GREET: Generative Recombinant Enzyme Engineering for Therapeutics
Lead Research Organisation:
University of Edinburgh
Department Name: Sch of Biological Sciences
Abstract
Enzymes are proteins catalysing almost all reactions required for cellular life and, when defective, they can cause severe pathologies. For example, in humans, alpha-galactosidase (a-GAL) deficiency, a condition affecting up to 1 in 3000 newborn known as Fabry's disease (FD), causes life threatening damage to heart and kidneys. Since these diseases are usually caused by inherited genomic mutations, they cannot be cured, but they can be treated using Enzyme Replacement Therapies (ERTs), which consist of the injection of a recombinant version of the affected enzymes into patients.
Unfortunately, ERTs have limitations; recombinant enzymes have lower enzymatic activity compared to the human wild-type versions, are unstable in blood, are poorly absorbed by human cells, and often trigger an immune response. Moreover, manufacturing therapeutic enzymes is extremely expensive because standard mammalian cell-based expression systems have low yield.
Developing effective therapeutic enzymes requires design methods able to discover new amino acid sequences that can encode the same catalytic function, while optimising the therapeutic properties of the molecule. Then, these enzymes must be converted into highly optimised DNA triplets, called codons, to maximise expression and yield in host organisms that can grow in inexpensive media. With the increasing incidence of enzymatic deficiencies and current treatments costing up to £400K per year per patient, it is crucial to establish effective methods to perform these tasks and implement a platform for effective and sustainable production of therapeutic enzymes.

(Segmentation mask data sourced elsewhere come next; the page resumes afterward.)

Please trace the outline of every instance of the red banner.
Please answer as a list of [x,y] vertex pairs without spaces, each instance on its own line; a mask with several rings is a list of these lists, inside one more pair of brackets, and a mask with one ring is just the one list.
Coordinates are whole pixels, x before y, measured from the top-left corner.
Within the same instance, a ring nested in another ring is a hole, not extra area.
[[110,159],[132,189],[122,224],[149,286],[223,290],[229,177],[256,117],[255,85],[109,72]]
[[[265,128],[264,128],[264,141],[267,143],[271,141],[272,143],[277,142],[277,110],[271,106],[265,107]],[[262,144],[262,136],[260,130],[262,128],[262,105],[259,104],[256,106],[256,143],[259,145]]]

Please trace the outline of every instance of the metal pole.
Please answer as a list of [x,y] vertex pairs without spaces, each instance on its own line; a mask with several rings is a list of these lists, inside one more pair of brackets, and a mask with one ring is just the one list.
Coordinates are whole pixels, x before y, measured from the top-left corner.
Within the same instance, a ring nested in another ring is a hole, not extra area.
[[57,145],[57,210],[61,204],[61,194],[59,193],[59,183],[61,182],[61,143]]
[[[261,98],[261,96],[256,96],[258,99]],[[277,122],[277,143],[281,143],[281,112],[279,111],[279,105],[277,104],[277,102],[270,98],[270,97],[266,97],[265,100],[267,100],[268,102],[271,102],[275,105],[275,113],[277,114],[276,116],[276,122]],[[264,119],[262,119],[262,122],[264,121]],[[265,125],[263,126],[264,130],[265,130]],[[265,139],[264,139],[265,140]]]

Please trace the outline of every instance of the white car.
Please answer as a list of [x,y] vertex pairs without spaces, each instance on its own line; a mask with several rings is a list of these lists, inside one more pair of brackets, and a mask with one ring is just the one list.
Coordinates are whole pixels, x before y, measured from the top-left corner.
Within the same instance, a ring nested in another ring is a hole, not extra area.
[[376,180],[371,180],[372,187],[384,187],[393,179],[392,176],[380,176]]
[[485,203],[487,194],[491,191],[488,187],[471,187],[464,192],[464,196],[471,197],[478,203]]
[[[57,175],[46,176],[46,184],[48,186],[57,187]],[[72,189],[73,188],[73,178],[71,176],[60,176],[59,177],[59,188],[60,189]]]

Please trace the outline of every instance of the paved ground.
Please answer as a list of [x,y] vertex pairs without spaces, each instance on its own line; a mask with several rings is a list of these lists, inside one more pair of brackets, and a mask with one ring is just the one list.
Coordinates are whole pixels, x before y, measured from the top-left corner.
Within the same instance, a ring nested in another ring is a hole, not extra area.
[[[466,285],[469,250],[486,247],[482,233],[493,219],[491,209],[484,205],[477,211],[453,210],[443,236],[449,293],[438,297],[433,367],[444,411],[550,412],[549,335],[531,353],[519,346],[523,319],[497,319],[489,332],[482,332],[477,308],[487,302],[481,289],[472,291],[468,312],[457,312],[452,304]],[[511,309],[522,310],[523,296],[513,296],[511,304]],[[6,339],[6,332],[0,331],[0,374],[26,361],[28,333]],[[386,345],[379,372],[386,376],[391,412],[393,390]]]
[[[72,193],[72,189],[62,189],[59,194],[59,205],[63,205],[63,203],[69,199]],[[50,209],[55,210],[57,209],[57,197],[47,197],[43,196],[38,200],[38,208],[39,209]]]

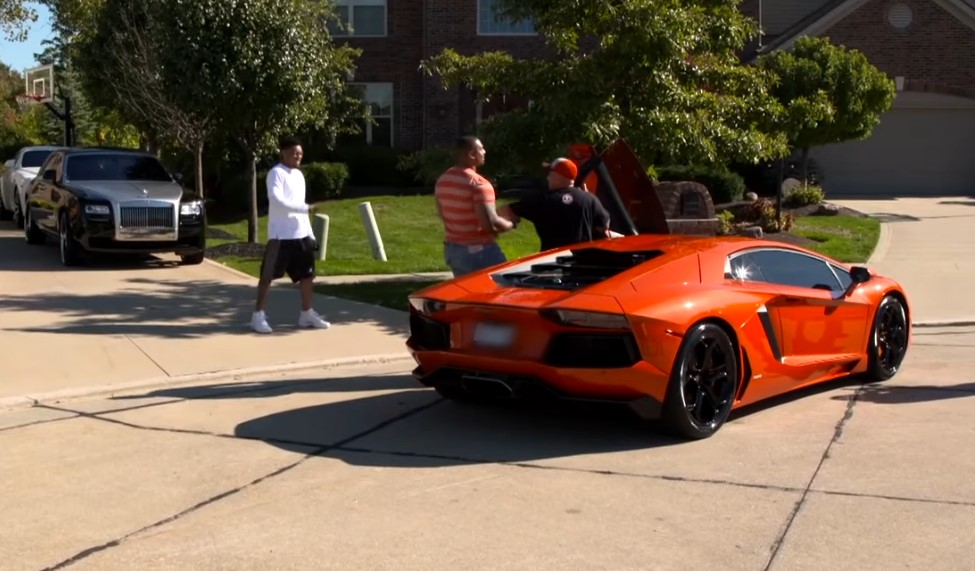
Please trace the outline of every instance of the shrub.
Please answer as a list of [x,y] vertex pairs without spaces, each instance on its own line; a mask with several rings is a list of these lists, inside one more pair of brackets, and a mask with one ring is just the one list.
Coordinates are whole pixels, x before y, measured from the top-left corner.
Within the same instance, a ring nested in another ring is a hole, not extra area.
[[826,199],[826,193],[823,189],[818,186],[800,186],[789,193],[788,196],[783,200],[783,204],[786,206],[808,206],[810,204],[819,204]]
[[718,218],[718,234],[726,236],[728,234],[733,234],[735,230],[735,225],[733,224],[735,220],[735,215],[729,210],[724,210],[717,214]]
[[742,222],[760,226],[764,232],[788,232],[794,221],[792,214],[783,214],[780,225],[775,216],[775,203],[767,198],[749,204],[742,214]]
[[404,151],[366,144],[345,144],[329,151],[323,160],[344,163],[348,168],[349,186],[384,186],[403,188],[413,185],[409,174],[397,165]]
[[656,168],[661,181],[694,181],[703,184],[715,204],[741,200],[745,180],[725,167],[702,165],[671,165]]
[[423,186],[433,186],[437,178],[452,164],[449,149],[431,147],[401,156],[396,168],[408,173]]
[[342,163],[308,163],[302,165],[301,172],[309,203],[338,198],[349,180],[349,169]]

Through the EPSRC fellowship, I will develop the computational and experimental methods required for engineering and manufacturing designer enzymes. I will use deep generative machine learning (ML) to design and codon optimise new enzymes, which will then be rapidly built and tested at scale using the lab automation platform available at the University of Edinburgh (UoE). As a proof of concept, I will build a library of designer human a-GAL enzymes using P. pastoris, a high-yield expression system used in the pharmaceutical industry.
To deliver this ambitious project, I have set four objectives over the 4 years of my fellowship :
1. Developing deep generative learning models for enzyme design.

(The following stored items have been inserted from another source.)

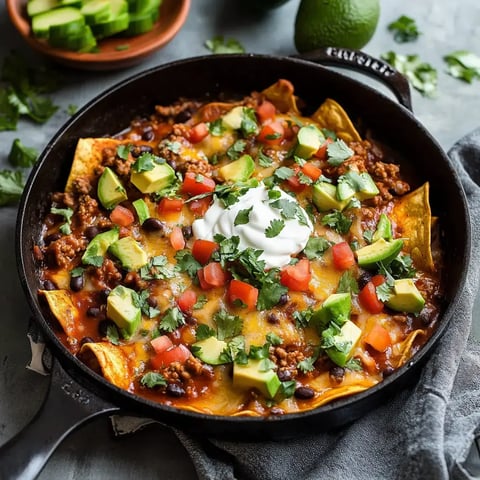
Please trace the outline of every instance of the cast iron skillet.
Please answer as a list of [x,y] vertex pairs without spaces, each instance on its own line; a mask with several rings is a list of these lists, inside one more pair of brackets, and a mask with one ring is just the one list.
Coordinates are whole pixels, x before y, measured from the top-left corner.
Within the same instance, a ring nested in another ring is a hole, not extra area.
[[[387,83],[402,105],[351,78],[314,62],[347,63]],[[246,94],[279,78],[293,82],[299,97],[316,108],[329,96],[360,118],[375,137],[410,159],[421,182],[429,180],[433,211],[441,217],[446,268],[445,309],[438,329],[411,361],[382,383],[352,397],[312,411],[263,418],[220,417],[178,410],[136,397],[93,373],[57,339],[48,309],[39,302],[41,288],[32,250],[40,238],[40,218],[49,209],[49,192],[63,190],[79,137],[117,133],[136,115],[178,97],[215,98]],[[1,478],[34,478],[60,441],[98,416],[118,411],[155,418],[167,425],[203,435],[236,440],[281,439],[344,425],[370,411],[404,387],[444,332],[462,290],[470,257],[470,225],[457,174],[439,145],[410,112],[408,84],[387,64],[361,52],[329,48],[307,60],[262,55],[208,56],[182,60],[140,73],[110,88],[75,115],[43,151],[21,201],[17,223],[18,270],[34,319],[58,362],[47,400],[29,427],[0,451]]]

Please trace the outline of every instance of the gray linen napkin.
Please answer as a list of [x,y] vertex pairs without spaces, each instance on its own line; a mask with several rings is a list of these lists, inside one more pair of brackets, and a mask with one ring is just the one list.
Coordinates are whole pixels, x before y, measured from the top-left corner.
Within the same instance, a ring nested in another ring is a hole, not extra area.
[[469,338],[480,273],[480,129],[449,156],[470,207],[472,262],[454,321],[416,386],[347,428],[289,441],[226,442],[175,431],[200,479],[471,478],[462,463],[480,434],[480,344]]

2. Developing deep generative learning models for codon optimisation.
3. Building a library of designer human a-GAL enzymes in P. pastoris.

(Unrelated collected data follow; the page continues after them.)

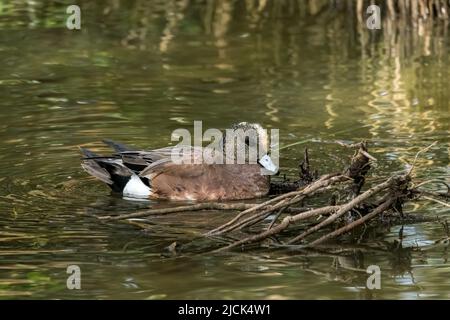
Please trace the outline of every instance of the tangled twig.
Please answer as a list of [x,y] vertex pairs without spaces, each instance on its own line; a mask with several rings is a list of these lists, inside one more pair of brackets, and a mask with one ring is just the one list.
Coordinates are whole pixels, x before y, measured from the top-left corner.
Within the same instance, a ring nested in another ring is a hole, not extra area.
[[[299,180],[289,183],[288,192],[262,203],[198,203],[144,210],[118,216],[104,216],[100,219],[128,220],[186,211],[239,210],[240,213],[228,222],[203,234],[203,237],[212,240],[221,237],[224,239],[224,235],[238,235],[239,232],[242,233],[243,231],[245,234],[250,226],[254,226],[259,232],[244,237],[242,235],[231,237],[233,242],[228,242],[225,246],[215,250],[220,252],[261,242],[274,236],[287,237],[282,242],[277,239],[281,246],[298,246],[299,242],[299,246],[302,248],[322,245],[324,242],[349,233],[359,226],[365,226],[377,216],[381,216],[380,219],[385,219],[387,216],[392,216],[394,219],[398,217],[404,219],[403,204],[417,198],[450,207],[449,203],[431,197],[430,195],[434,195],[431,191],[419,190],[419,187],[428,183],[441,183],[442,181],[434,179],[418,184],[412,183],[411,175],[416,168],[419,155],[428,151],[435,143],[417,152],[406,173],[403,171],[402,174],[393,175],[381,181],[377,179],[376,184],[374,179],[371,179],[372,185],[365,188],[365,191],[363,191],[363,187],[366,182],[366,175],[376,158],[369,153],[366,142],[351,145],[338,142],[338,144],[350,149],[356,148],[350,164],[341,173],[325,174],[319,177],[317,171],[311,169],[308,151],[305,150],[304,160],[299,165]],[[444,184],[450,190],[449,186],[446,183]],[[292,189],[293,187],[294,189]],[[317,199],[319,195],[322,198],[327,195],[331,196],[329,205],[322,207],[317,207],[317,204],[312,205],[312,207],[306,205],[311,200]],[[273,218],[267,225],[266,220],[270,216],[273,216]],[[290,228],[294,225],[295,229]]]

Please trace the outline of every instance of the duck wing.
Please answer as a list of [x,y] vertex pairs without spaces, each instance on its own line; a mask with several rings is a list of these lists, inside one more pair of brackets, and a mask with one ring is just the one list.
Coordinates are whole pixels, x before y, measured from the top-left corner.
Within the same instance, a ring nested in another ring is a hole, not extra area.
[[[115,154],[111,156],[112,158],[121,159],[123,165],[136,173],[161,159],[170,158],[172,150],[169,147],[144,151],[109,139],[103,140],[103,143],[114,149]],[[89,157],[87,154],[85,156]]]
[[89,168],[85,168],[85,170],[90,170],[91,175],[96,174],[98,179],[106,183],[110,183],[110,180],[107,178],[104,168],[98,166],[98,160],[103,160],[102,163],[116,164],[120,161],[120,165],[143,177],[154,170],[161,169],[162,165],[172,163],[173,155],[181,155],[186,161],[192,161],[192,163],[195,161],[201,163],[203,155],[202,148],[191,146],[173,146],[145,151],[109,139],[103,140],[103,143],[114,149],[115,153],[104,157],[86,149],[83,149],[82,152],[85,156],[84,163],[90,164]]
[[[149,151],[144,156],[146,156],[147,159],[151,158],[152,161],[139,173],[139,175],[141,177],[149,178],[163,171],[171,170],[170,168],[179,166],[180,163],[177,163],[176,161],[182,161],[182,167],[198,167],[198,164],[203,164],[203,150],[204,149],[198,147],[175,146]],[[176,156],[178,160],[174,160],[174,156]]]

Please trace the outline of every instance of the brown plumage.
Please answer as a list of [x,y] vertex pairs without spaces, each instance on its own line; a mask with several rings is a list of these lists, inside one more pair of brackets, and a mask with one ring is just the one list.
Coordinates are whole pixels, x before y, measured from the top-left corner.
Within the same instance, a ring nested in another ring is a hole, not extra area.
[[[85,156],[82,167],[127,197],[214,201],[250,199],[269,192],[270,176],[261,174],[259,164],[189,164],[202,156],[202,149],[136,151],[110,140],[104,142],[116,153],[103,157],[81,148]],[[263,146],[267,147],[267,142]],[[179,150],[189,150],[185,159],[192,162],[174,163],[171,155]]]
[[150,177],[153,198],[171,200],[239,200],[261,197],[269,192],[269,176],[251,164],[165,163]]

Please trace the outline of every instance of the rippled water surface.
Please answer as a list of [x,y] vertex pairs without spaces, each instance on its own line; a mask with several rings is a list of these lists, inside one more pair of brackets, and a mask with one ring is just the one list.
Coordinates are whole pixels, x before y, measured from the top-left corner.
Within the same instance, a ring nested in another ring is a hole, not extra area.
[[[325,173],[350,155],[334,140],[367,139],[383,175],[438,141],[417,179],[450,183],[447,26],[368,33],[327,10],[208,3],[81,1],[82,29],[70,31],[65,1],[0,1],[0,298],[450,298],[448,253],[430,246],[445,236],[435,222],[404,226],[402,246],[400,226],[375,230],[345,255],[209,254],[203,240],[165,249],[233,213],[155,217],[145,231],[99,222],[169,204],[112,196],[82,171],[78,146],[161,147],[194,120],[255,121],[279,128],[283,145],[308,140],[282,150],[288,175],[305,146]],[[407,211],[450,218],[431,202]],[[72,264],[82,290],[66,288]],[[365,289],[370,264],[381,290]]]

4. Developing a computer aided design (CAD) software for enzyme engineering.
Each objective addresses current limitations in enzyme engineering and manufacturing. ML avoids the need for accurate biophysical models by learning design rules directly from existing enzymes. Thus, by reverse engineering Nature's design principles, it will be possible to engineer functional designer enzymes at unprecedented scale. Coupling in-silico design with a robotic platform will allow building and testing thousands of different variants, thus minimising the time required for identifying a functional enzyme. Here I will test this new approach by engineering the human a-GAL enzyme, which is currently difficult to manufacture and optimise for therapeutic treatment; this effort will not only provide experimental evidence for the effectiveness of my platform but could also identify new potential treatments for FD.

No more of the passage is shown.